First Czech oyster opening competition takes place on Old Town Square

Oyster competition, photo CTK

As part of the St Patrick's Day celebrations in Prague a most unusual event was held on Old Town Square on Sunday - the first ever Czech oyster opening competition, with the winner to represent the Czech Republic at the world championships later in the year. Overseeing the competition was two-times world oyster opening champion Vincent Graham from Galway in Ireland. Ian Willoughby spoke to Mr Graham, and began by asking him what was his record time.

Oyster competition, photo CTK
"My record was 2 minutes 37 seconds for 30 oysters. That included penalties. You're not allowed to have any blood on oysters or any of the broken shell. You have to have them as you would expect to get them in a restaurant. They have to be clean and edible - with shell on them you can't eat them. The whole thing of the competition is to go for quality. You've got all the top hotels here today, the Hilton and all those hotels - this is what they aim for."

A large crowd cheered on the seven chefs from top Prague hotels who took part in the oyster-opening competition. It really was quite something watching the chefs using their knives to open piles of oysters at high speed. Luckily I wasn't too near the front - some of those who were got sprayed with oyster juice. The criteria were speed and presentation, and the chef who scored highest in both and was declared the winner was the Frenchman Jean-Paul Manzac. What exactly was the prize?

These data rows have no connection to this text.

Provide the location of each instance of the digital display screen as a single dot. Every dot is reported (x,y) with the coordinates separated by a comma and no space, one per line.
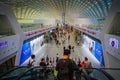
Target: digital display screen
(113,42)
(99,53)
(25,53)
(95,48)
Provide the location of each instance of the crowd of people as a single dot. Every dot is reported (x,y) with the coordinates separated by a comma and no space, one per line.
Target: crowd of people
(65,66)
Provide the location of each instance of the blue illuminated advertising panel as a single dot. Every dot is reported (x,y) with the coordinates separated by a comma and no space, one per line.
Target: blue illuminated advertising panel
(25,53)
(98,53)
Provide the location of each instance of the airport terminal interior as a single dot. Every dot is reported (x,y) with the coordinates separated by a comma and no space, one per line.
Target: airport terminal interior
(46,28)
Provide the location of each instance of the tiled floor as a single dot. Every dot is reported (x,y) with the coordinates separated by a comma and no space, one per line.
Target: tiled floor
(51,49)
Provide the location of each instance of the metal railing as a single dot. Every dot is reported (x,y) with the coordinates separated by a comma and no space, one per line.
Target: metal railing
(47,73)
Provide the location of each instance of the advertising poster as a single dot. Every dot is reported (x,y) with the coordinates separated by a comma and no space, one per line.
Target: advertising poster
(25,53)
(89,43)
(95,48)
(37,44)
(99,53)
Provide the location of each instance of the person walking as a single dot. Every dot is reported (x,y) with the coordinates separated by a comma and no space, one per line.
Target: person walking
(66,67)
(32,61)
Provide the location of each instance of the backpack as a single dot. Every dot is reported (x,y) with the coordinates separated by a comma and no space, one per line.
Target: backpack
(64,68)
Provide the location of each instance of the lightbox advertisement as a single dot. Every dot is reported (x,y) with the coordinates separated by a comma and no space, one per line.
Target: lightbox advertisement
(99,53)
(25,53)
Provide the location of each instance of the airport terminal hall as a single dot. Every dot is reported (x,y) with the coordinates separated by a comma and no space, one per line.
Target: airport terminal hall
(59,39)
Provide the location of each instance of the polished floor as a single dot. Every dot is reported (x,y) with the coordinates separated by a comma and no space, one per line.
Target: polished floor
(51,49)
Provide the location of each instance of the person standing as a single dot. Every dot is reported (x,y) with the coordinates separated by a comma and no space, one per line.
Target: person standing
(66,67)
(57,58)
(32,62)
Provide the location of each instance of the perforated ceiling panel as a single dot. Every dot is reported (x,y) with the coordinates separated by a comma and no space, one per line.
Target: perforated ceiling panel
(29,9)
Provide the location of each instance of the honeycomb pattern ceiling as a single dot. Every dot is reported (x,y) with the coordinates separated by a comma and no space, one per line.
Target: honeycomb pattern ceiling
(45,9)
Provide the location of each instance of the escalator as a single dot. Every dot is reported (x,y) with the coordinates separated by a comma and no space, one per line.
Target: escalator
(39,73)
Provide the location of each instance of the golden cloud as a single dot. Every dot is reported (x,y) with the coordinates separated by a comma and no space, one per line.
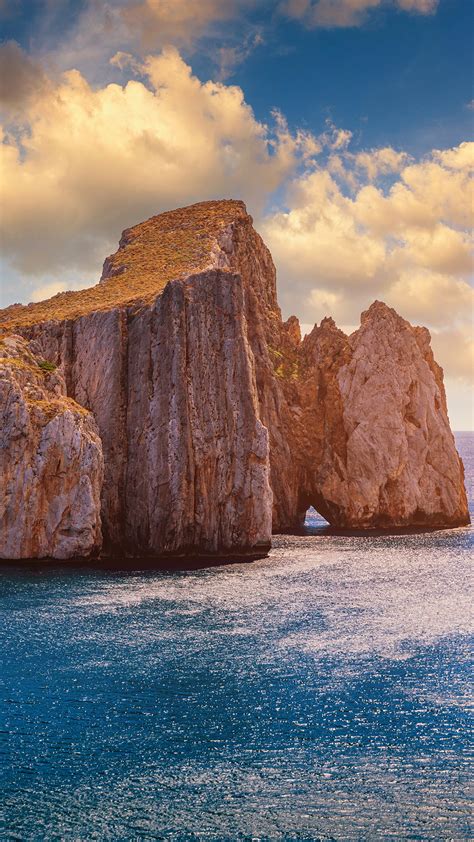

"The prize is going to be a weekend in Ireland to participate in another opening competition."

You will be representing the Czech Republic?

"Yes, I will."

But isn't that a little strange - with you being French?

"I am here for three years and I have a Czech wife and son so I believe I'm half-Czech."

Of course I couldn't leave without asking the world oyster opening champion Vincent Graham to show me his technique.

"Here is your oyster. It's a hard shell built up over about two and a half years. Inside is your fish. You've to get in between the two shells. In here you get a mussel that holds the two shells together, joined here and at the bottom. When you cut that your oyster will open then you just clean it off and you have it ready for presentation in a restaurant or wherever."

It drips.

"Some of the people love the juice - this is part of the oyster...you drink that when you eat the fish. Would you like to try that one."

I will try it - it's my first oyster, ever...(eats oyster)...it's very salty. It's like drinking sea-water.

"It's not that salty but it tastes of the sea. I hope you enjoyed it."

It was interesting - like I say it was like drinking sea-water.

"You need a drop of Guinness after that. Traditionally in Ireland you have oysters with Guinness and brown bread - the three of them go together."